Monday, August 2, 2010

process notes


Went to the Akron Art Museum yesterday, which is this really crazy modern building in downtown Akron, the city commissioned a Viennese architectural firm to add on an addition so that these futuristic wings literally straddle the older Victorian building. I can't decide whether it's totally ugly or not, but it's certainly striking and one of the most interesting parts of Akron.

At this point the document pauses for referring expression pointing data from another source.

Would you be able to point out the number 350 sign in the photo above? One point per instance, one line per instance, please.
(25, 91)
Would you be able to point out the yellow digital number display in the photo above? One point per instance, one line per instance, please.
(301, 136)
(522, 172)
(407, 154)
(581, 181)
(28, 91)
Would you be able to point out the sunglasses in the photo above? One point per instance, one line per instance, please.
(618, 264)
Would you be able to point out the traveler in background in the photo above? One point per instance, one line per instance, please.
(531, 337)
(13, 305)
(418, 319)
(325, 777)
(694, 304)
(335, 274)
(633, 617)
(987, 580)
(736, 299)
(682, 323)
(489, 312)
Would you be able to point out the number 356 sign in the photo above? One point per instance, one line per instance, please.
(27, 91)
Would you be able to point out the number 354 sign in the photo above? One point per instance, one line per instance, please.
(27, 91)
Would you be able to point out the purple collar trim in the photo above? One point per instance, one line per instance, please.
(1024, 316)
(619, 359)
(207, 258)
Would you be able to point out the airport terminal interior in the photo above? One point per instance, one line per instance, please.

There's also a really extraordinary permanent collection at the museum, really impressive for a regional art museum, with as many pieces I think by women artists as by the typicals. A Helen Frankenthaler sits next to the deKooning, there's a Yayoi Kusama and a Lee Bontecou sculpture, an installation by Doris Salcedo, one of my favorites, a video by Joan Jonas, two wonderful Cornell-like assemblages by this Ohio artist La Wilson who I wonder if I should interview for the essay collection. Yesterday  there was a Cindy Sherman untitled still up that I hadn't seen and a new Kiki Smith series of lithographs, Banshee Pearl, both of which I feel personify where I'm at right now. In the photo Cindy Sherman wore a blonde wig and was in bed, stiffly, like a horror film, face sweaty, black bedsheets pulled up to her chin. The Kiki Smith I've seen before, I think, it's called Banshee Pearl, and a series of lithographs of drawings, photocopies, etc of Kiki's face. It kind of expresses how schizophrenic I'm feeling lately, how many different personas I'm supposed to be wearing, but cannot, somehow. I looked at it and I thought, the divided self, metaphoric of the feminine condition.

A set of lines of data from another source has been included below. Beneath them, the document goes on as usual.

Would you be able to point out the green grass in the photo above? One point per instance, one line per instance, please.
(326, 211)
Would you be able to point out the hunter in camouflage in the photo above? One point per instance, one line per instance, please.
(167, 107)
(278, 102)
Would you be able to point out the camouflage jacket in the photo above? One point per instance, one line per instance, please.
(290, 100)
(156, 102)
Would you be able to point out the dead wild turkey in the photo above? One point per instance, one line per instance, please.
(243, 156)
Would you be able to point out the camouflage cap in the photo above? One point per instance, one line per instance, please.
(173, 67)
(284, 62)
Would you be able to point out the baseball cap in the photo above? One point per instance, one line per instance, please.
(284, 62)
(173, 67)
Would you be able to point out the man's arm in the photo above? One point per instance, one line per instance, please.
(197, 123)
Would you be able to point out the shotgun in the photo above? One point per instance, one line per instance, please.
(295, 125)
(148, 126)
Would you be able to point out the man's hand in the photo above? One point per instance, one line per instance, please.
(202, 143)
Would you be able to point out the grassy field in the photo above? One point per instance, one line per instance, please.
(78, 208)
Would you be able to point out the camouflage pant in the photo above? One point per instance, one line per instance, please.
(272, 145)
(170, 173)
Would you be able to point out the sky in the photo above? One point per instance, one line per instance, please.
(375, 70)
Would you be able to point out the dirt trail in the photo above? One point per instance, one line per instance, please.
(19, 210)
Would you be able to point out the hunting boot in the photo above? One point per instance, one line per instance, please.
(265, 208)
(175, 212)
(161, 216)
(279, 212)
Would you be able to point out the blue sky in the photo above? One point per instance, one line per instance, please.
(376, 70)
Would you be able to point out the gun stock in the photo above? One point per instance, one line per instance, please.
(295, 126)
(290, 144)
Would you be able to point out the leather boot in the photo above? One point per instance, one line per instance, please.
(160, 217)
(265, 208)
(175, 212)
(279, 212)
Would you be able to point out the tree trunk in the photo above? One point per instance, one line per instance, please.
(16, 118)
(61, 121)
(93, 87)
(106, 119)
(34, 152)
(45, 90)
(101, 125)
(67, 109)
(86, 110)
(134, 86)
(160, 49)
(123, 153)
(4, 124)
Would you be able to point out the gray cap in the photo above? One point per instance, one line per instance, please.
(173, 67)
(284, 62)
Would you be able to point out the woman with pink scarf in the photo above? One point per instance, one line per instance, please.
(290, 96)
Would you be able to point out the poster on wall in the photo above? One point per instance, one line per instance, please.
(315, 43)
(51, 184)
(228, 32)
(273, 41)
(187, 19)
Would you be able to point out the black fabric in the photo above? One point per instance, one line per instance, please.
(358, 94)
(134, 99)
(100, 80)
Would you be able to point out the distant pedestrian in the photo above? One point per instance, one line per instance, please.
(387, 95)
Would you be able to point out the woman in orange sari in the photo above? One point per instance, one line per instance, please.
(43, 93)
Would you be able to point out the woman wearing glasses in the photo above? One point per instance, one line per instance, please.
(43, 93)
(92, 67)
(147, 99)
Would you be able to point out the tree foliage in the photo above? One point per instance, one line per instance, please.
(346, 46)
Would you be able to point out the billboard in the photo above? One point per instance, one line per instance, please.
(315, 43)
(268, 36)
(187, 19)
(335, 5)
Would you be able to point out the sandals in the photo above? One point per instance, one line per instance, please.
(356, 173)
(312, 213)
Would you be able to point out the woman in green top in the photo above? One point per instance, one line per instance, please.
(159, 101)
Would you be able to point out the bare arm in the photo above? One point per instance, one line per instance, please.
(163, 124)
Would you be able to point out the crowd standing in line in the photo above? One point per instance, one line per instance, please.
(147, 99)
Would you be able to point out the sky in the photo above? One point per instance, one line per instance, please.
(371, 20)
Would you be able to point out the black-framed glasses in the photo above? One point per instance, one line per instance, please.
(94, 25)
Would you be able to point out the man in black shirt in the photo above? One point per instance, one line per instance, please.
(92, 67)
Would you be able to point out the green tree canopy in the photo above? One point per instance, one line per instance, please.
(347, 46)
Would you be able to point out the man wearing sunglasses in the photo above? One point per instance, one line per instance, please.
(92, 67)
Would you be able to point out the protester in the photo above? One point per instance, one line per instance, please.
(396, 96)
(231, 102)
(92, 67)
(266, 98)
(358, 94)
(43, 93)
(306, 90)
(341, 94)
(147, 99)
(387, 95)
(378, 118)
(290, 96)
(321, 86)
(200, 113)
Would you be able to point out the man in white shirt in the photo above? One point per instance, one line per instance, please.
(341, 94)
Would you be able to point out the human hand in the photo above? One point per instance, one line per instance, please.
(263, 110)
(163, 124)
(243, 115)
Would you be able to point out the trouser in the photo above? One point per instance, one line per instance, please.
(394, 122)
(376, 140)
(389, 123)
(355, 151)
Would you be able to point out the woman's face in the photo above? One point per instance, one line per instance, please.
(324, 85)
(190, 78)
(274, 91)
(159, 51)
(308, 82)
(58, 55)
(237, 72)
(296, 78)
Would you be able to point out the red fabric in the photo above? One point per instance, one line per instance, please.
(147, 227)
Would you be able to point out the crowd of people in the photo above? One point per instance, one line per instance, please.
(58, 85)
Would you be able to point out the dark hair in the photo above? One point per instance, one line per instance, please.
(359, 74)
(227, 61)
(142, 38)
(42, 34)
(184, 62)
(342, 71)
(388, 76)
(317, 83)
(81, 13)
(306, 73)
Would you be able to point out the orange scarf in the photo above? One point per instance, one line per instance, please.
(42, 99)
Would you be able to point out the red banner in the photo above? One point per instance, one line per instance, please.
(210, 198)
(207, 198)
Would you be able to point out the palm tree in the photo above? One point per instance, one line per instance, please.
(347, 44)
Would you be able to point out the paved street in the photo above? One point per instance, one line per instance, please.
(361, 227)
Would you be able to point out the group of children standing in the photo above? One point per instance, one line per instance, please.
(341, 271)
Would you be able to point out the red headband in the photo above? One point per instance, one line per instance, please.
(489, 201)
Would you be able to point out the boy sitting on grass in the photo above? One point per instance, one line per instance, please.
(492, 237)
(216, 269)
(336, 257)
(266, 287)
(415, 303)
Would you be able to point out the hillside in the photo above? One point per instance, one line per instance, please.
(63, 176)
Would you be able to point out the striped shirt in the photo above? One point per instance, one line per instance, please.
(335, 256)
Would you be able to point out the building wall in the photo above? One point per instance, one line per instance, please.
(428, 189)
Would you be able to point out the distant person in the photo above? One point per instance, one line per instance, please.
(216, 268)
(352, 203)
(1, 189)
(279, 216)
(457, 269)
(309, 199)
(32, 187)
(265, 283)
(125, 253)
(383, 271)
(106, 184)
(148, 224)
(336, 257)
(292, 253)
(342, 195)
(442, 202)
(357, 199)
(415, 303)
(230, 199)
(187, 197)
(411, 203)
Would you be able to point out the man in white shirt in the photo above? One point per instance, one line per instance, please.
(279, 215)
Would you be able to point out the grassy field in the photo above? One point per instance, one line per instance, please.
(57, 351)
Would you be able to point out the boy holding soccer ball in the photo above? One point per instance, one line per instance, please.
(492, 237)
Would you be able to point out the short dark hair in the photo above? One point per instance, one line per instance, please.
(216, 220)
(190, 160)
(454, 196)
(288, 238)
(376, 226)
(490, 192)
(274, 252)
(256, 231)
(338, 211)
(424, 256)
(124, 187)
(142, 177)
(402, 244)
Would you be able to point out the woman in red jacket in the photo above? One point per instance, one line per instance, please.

I'm in this place right now where I seemingly have SO many orphaned manuscripts and manuscripts I'm supposed to be doing something with that I feel there's not room for new generation of ideas, which is my favorite part of the writing process. Chris is reading the essay collection now, she called me this weekend to tell me she's reading, and I think I blacked out after she said the word rewrite, which is so strange of me, I mean, I was bred as a journalist, I don't know when I've become so sensitive, why I think my prose is so deathless. Writing should be about failure, about rewriting. But I began to realize that rewriting this collection will be a long process, and after the weekend I feel much more equipped for it now, to put my queer shoulder to the wheel, but still worried, like I was as a child, wanting approval desperately. So stupid of me. Plus I have to cut 25,000 words, which will be difficult for me. I will have to step away from it for a bit and once I come back I will have some distance, hopefully.

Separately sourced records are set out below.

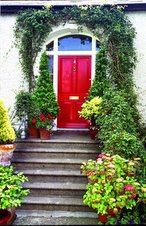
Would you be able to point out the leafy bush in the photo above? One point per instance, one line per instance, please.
(11, 190)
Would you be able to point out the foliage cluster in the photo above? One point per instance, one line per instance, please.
(31, 29)
(113, 185)
(91, 109)
(7, 133)
(11, 190)
(43, 121)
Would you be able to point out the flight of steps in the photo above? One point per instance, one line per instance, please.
(55, 182)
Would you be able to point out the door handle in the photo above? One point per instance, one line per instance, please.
(73, 97)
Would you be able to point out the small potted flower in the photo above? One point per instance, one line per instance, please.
(12, 193)
(7, 136)
(90, 111)
(45, 125)
(113, 187)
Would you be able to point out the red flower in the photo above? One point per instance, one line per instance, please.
(129, 187)
(33, 121)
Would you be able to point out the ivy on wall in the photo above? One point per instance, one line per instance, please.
(114, 65)
(109, 24)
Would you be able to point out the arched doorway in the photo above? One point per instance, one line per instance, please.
(75, 56)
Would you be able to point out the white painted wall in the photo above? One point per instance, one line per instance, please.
(138, 20)
(10, 70)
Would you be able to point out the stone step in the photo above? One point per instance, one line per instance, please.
(27, 217)
(56, 144)
(54, 203)
(55, 188)
(43, 163)
(41, 175)
(33, 152)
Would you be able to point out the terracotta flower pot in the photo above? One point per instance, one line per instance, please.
(44, 134)
(33, 132)
(6, 153)
(7, 216)
(102, 218)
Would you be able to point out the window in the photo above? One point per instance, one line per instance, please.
(75, 43)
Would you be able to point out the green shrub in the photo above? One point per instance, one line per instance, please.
(11, 190)
(7, 133)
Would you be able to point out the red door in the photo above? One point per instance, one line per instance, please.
(73, 85)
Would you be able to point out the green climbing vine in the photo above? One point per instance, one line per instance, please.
(109, 24)
(117, 56)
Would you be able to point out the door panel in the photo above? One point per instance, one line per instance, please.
(74, 77)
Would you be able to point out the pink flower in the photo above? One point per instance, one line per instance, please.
(42, 116)
(129, 187)
(33, 121)
(101, 155)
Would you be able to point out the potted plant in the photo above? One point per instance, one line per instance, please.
(44, 95)
(11, 193)
(113, 186)
(7, 136)
(90, 111)
(45, 125)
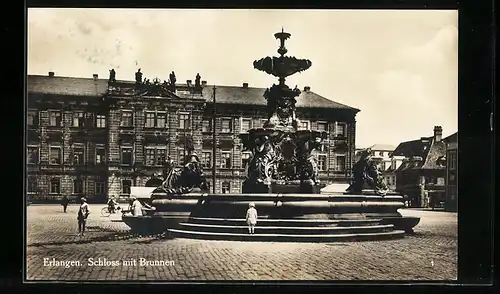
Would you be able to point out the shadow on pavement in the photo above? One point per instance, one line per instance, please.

Then there is my novel Green Girl, which a couple of you have read, and it's so strange, the rapturous feedback I get from real readers as opposed to the chilly dismissal of editors, agents, etc. I feel trying to publish this novel is like a full-time job, almost. I want it to be out in the world so desperately, to be read. Then there's my anti-memoir of orphaned myths and broken women, The Book of Mutter, which I've been advised to cut 40 pages from, and I have no idea how to do that, and I've been rewriting this book for about 5 years now, I hope to send it to a few open periods in August. These past two books I feel I've just had forever, have rewritten forever, have pimped out forever, it's exhausting, and both of them are like how I was as a child, square pegs in round hole, you're just a square peg in a round hole, Katie. Then there is Under the Shadow of My Roof, my transgressing triptych, I need to spend real time on it, I need to cut it but I keep on adding to Monkey's notebook, I just ordered up the memoirs of Carolyn Jessop, one of the wives who escaped from Warren Jeff's compound, and that is where I experience the most joy, going through theory and trash equally to steal from gleefully. I experience so much joy in the process of writing and so much dampness in the process of editing. But I've decided that Shadow is really a work battling ideas of pleasure and infuriating difficulty in reading, I'm really thinking of the experience of the reader, on one hand the reading of it is quite pleasurable, but it's a naughty pleasure, some of the sections are quite hot, but it's a disturbing hot, and then some of it is quite opaque, as I play often with the pastiche, you are unsure at times what narrative I've pulled from, and whose strand of narrative to read, deciding whose throat to slit, as Vanessa Place said to me. But in some ways it's such a bad, mad text, I wonder who will ever publish it, I mean, there are fictional porns in the book based on torture camps, I draw heavily from romance novels to write of a daddy/daughter affair (which so many of these romance novels are about, anyway), and I wonder if I've gotten myself into another position where I've written a completely unpublishable book, although all in different ways. I feel perversely proud of this and yet also so fatigued, so tired, of the process.